Face à la baisse des rendements du livret A, de nombreux épargnants cherchent des alternatives pour faire fructifier leur argent. Le compte à terme s’impose comme une solution intéressante, mais sous certaines conditions. Décryptage d’une stratégie financière à adopter en 2026.
Les taux actuels des placements sans risque
Depuis le 1er février 2026, le livret A et le LDDS affichent un taux de 1,5 % net. Un niveau historiquement bas qui pousse les épargnants à explorer d’autres horizons.
Les comptes à terme proposent des conditions plus attractives. Certains établissements bancaires offrent jusqu’à 2,5 % bruts sur une période de 12 mois.
Quel gain réel pour votre épargne ?
Prenons l’exemple d’un placement de 10 000 euros sur un an. Le compte à terme rémunéré à 2,5 % brut génère un rendement net de 1,71 % après application de la flat tax.
Ce placement vous permet d’empocher 21,50 euros supplémentaires par rapport au livret A. La différence peut sembler modeste, mais elle s’accentue sur le long terme.
Une projection sur cinq ans révélatrice
Sur une durée de 5 ans, un compte à terme à 3 % brut rapporte 2,05 % nets. Votre capital de départ génère alors 1 075 euros d’intérêts.
Le livret A, avec son taux de 1,5 %, ne produit que 773 euros sur la même période. L’écart atteint donc 302 euros en faveur du compte à terme.
La règle d’or à respecter absolument
Les experts financiers sont unanimes : ne souscrivez un compte à terme qu’après avoir saturé vos livrets réglementés. Cette stratégie s’avère plus rentable à moyen terme.
Les plafonds à atteindre s’élèvent à 22 950 euros pour le livret A, 12 000 euros pour le LDDS et 10 000 euros pour le LEP. Ces enveloppes totalisent près de 45 000 euros d’épargne défiscalisée.
Quelle durée choisir pour son placement ?
Les établissements bancaires commercialisent des comptes à terme sur des durées variées. Vous pouvez bloquer votre argent entre 6 et 36 mois selon vos besoins.

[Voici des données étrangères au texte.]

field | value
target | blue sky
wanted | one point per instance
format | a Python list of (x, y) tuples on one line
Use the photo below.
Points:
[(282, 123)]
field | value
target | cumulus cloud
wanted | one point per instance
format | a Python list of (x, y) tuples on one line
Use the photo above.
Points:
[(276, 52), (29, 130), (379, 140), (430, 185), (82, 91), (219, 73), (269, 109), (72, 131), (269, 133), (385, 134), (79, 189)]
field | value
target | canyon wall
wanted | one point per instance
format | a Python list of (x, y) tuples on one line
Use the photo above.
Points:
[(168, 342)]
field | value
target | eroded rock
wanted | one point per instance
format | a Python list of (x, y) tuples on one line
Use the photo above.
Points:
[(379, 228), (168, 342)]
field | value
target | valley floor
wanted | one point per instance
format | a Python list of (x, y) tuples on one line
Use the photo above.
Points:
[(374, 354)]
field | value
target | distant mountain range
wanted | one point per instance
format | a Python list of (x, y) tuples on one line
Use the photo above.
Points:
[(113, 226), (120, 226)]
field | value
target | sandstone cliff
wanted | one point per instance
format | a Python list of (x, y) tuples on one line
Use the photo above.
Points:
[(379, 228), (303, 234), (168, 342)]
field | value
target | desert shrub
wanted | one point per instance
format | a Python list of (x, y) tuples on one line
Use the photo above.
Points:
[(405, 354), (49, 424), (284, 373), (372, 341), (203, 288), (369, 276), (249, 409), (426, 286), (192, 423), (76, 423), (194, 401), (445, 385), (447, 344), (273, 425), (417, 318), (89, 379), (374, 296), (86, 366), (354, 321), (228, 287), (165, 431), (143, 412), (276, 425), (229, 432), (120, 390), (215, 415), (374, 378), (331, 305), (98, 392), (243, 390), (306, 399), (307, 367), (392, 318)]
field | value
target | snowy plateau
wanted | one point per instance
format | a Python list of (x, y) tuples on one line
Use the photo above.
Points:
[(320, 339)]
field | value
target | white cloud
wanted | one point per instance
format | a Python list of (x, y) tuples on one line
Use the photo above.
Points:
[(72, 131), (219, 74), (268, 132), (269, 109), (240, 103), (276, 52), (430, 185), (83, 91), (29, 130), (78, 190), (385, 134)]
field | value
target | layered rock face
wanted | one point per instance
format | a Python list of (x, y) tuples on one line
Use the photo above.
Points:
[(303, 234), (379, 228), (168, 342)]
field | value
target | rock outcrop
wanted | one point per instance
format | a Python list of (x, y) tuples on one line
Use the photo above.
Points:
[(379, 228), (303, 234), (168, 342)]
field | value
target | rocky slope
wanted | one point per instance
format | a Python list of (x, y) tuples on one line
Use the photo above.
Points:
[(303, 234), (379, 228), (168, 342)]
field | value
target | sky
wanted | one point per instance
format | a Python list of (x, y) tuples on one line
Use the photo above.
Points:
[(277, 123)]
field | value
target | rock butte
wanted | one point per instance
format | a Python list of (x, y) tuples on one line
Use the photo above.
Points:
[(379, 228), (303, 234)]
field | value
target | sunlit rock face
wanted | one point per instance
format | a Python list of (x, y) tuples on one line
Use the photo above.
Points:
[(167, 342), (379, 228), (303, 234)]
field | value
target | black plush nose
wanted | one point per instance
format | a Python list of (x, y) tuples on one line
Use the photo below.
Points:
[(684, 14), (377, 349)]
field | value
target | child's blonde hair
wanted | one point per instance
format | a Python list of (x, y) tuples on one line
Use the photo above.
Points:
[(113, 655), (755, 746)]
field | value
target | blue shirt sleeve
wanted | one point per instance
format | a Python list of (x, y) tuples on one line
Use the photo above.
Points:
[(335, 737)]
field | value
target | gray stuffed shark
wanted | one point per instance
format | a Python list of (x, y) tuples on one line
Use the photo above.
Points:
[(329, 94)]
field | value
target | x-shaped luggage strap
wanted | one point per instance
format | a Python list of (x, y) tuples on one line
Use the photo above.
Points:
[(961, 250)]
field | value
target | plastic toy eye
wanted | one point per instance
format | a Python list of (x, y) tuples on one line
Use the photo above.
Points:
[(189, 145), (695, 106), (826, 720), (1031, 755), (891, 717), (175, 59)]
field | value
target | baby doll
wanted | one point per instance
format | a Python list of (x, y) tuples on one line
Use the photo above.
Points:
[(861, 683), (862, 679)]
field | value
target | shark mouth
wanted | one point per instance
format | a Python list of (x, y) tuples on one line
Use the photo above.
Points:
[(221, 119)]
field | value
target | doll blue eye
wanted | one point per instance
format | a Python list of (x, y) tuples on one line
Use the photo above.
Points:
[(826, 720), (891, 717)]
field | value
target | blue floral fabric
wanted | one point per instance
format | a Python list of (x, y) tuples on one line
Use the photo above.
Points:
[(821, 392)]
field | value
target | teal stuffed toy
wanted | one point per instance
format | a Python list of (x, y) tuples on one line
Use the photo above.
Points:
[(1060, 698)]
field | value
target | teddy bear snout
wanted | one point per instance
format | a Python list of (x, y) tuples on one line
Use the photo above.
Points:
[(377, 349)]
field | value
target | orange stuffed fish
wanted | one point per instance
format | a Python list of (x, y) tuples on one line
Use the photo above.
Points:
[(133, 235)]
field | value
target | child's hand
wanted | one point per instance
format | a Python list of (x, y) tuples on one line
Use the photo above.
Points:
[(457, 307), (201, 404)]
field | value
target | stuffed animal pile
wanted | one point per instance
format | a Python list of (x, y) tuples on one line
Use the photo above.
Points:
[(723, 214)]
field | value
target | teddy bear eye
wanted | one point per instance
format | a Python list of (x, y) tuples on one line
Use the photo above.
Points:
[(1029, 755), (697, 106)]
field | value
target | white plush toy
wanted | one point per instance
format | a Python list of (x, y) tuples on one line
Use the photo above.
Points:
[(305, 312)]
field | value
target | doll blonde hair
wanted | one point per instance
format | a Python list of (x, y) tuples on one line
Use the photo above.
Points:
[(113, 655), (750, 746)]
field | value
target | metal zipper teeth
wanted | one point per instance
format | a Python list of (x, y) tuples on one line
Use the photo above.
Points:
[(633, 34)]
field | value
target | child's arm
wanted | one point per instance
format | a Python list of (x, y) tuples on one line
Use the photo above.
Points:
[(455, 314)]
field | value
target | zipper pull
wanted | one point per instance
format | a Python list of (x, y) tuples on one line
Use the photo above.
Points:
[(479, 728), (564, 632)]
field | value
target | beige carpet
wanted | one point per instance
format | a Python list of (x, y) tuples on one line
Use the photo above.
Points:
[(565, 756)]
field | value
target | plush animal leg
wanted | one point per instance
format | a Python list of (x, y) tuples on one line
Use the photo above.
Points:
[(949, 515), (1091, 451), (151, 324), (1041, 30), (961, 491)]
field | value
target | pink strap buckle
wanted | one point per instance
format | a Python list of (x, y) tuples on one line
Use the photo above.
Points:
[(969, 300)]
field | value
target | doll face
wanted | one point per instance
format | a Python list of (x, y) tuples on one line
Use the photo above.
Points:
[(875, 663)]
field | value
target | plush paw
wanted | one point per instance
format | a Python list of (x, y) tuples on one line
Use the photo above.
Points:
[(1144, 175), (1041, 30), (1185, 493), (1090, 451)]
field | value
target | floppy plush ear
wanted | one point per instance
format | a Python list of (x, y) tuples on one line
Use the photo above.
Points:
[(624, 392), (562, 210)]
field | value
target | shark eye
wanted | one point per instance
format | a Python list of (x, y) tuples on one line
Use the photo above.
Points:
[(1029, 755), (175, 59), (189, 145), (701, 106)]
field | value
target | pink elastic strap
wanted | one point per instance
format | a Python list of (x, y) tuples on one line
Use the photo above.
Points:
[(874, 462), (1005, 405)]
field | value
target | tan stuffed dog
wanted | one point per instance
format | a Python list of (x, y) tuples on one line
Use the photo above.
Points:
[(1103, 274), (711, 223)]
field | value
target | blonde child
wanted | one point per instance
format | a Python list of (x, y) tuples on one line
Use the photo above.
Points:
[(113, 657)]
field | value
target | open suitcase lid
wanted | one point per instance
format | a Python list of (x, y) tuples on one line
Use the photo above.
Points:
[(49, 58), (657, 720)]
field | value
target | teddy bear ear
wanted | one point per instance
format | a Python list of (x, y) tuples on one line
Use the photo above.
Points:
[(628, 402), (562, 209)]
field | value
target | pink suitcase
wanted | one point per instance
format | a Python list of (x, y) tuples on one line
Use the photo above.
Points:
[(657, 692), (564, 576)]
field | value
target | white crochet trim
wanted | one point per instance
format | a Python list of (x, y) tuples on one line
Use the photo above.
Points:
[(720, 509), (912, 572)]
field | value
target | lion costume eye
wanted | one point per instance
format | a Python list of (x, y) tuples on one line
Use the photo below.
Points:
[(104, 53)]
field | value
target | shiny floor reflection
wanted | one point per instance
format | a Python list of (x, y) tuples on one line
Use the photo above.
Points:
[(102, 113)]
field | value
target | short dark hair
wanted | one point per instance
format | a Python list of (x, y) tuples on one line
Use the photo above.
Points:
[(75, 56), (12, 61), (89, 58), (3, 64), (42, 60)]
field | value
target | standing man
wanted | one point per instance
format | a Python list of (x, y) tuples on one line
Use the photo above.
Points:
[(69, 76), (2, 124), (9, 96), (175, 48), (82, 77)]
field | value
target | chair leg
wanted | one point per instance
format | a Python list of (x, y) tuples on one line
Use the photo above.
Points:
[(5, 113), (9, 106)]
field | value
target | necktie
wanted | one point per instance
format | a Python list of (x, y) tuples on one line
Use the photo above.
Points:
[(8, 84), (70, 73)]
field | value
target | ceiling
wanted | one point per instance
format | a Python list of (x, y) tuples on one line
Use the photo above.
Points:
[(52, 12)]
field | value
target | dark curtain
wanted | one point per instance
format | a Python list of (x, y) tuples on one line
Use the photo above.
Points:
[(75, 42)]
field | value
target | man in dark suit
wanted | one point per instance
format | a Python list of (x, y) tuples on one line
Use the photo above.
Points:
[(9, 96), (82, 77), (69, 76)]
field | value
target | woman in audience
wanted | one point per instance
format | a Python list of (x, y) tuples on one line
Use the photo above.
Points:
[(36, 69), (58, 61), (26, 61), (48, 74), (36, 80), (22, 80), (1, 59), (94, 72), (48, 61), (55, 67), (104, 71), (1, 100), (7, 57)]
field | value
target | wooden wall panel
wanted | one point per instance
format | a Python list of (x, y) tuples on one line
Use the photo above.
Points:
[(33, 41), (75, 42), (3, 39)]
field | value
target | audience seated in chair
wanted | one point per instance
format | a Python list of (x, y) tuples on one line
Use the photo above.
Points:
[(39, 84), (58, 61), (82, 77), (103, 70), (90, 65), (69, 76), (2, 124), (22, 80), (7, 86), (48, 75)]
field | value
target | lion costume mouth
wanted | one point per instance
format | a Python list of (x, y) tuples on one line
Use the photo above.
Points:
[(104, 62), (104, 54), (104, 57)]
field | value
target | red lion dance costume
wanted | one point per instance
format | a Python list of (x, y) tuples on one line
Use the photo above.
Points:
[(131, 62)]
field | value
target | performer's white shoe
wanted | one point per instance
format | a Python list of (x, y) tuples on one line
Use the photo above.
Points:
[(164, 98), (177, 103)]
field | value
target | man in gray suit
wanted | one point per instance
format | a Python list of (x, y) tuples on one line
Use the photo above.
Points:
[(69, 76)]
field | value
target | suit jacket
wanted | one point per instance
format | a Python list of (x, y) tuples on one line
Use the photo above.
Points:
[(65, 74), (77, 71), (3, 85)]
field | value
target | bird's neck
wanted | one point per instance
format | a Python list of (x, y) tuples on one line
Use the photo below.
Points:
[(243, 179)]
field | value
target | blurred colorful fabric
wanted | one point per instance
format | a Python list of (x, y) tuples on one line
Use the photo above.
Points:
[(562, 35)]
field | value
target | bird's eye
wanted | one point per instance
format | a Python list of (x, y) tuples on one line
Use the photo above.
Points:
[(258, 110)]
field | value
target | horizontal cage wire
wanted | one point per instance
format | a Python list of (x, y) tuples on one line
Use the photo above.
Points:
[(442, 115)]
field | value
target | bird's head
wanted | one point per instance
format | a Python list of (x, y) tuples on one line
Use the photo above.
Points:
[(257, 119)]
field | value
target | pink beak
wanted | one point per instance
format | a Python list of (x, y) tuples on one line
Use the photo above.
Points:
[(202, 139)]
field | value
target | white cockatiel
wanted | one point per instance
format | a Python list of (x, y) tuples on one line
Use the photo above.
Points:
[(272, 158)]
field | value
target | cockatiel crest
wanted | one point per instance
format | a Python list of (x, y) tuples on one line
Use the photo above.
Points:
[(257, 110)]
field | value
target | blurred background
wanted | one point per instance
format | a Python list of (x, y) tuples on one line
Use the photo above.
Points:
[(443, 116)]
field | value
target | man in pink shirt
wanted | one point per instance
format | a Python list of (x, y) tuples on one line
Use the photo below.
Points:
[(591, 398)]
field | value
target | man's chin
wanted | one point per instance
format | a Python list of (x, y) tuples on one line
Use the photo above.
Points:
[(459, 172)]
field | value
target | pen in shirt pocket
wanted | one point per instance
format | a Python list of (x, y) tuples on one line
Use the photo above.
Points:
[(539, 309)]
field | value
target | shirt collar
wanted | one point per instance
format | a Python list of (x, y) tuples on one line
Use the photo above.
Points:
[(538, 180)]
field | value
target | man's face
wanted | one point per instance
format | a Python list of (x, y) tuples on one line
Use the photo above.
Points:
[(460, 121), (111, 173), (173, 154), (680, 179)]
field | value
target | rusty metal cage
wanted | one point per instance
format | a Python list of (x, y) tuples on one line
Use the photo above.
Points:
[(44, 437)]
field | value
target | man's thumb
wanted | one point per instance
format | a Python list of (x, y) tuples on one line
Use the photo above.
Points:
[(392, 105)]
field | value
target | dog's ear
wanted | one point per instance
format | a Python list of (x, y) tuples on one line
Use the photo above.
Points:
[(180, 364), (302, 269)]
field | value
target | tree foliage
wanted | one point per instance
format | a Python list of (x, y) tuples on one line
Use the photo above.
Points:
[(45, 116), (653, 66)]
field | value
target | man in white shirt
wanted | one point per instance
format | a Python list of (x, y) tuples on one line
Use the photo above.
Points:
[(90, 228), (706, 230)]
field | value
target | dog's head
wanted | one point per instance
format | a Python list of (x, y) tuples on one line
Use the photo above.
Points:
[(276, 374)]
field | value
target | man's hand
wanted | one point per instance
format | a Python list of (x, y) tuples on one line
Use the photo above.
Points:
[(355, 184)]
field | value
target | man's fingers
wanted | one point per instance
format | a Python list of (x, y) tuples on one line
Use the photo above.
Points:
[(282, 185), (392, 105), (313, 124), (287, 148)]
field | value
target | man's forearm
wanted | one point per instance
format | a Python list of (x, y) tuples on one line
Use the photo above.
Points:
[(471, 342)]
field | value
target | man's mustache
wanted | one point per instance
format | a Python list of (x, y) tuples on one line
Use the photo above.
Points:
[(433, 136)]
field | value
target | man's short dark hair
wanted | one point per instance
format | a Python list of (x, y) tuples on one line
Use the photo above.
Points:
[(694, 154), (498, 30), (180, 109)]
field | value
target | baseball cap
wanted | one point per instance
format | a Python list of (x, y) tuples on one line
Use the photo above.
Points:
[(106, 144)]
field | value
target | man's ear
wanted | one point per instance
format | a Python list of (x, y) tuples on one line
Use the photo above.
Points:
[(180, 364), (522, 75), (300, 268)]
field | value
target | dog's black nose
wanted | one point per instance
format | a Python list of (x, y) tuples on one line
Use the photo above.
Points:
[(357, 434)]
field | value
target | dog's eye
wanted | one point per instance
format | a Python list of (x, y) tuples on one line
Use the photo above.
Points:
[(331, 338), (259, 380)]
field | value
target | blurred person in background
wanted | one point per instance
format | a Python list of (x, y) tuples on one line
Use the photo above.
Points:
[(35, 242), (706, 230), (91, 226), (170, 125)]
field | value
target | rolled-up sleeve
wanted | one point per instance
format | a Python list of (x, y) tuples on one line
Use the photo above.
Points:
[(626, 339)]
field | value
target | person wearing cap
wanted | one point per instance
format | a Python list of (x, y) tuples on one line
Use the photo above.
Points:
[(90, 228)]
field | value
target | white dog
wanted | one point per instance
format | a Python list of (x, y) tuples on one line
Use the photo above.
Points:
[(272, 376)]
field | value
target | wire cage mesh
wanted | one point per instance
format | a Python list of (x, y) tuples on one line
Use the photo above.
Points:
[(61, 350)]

Au-delà de 36 mois, d’autres produits financiers méritent votre attention. Les contrats de capitalisation ou l’assurance-vie offrent davantage de flexibilité et d’avantages fiscaux.
Les pièges à éviter
À l’échéance de votre compte à terme, votre banque vous soumettra une nouvelle proposition sans garantie préalable. Les conditions peuvent varier significativement selon le contexte économique.
Cette absence de visibilité nécessite une vigilance accrue. Comparez systématiquement les offres du marché avant de renouveler votre placement.
Une décision annuelle stratégique
Les spécialistes recommandent d’analyser chaque année l’intérêt de basculer entre différents produits d’épargne. Les taux évoluent et votre situation personnelle également.
Cette réévaluation régulière vous permet d’optimiser vos rendements. Elle demande un peu de temps mais peut vous faire gagner plusieurs centaines d’euros.
Pourquoi ne jamais laisser dormir son argent
Même avec un rendement net de 1,71 %, le compte à terme reste préférable au compte courant. L’inflation grignote inexorablement votre pouvoir d’achat.
Placer son épargne excédentaire devient donc une nécessité, pas un choix. Chaque euro non placé perd de sa valeur au fil des mois, un phénomène particulièrement marqué en période inflationniste.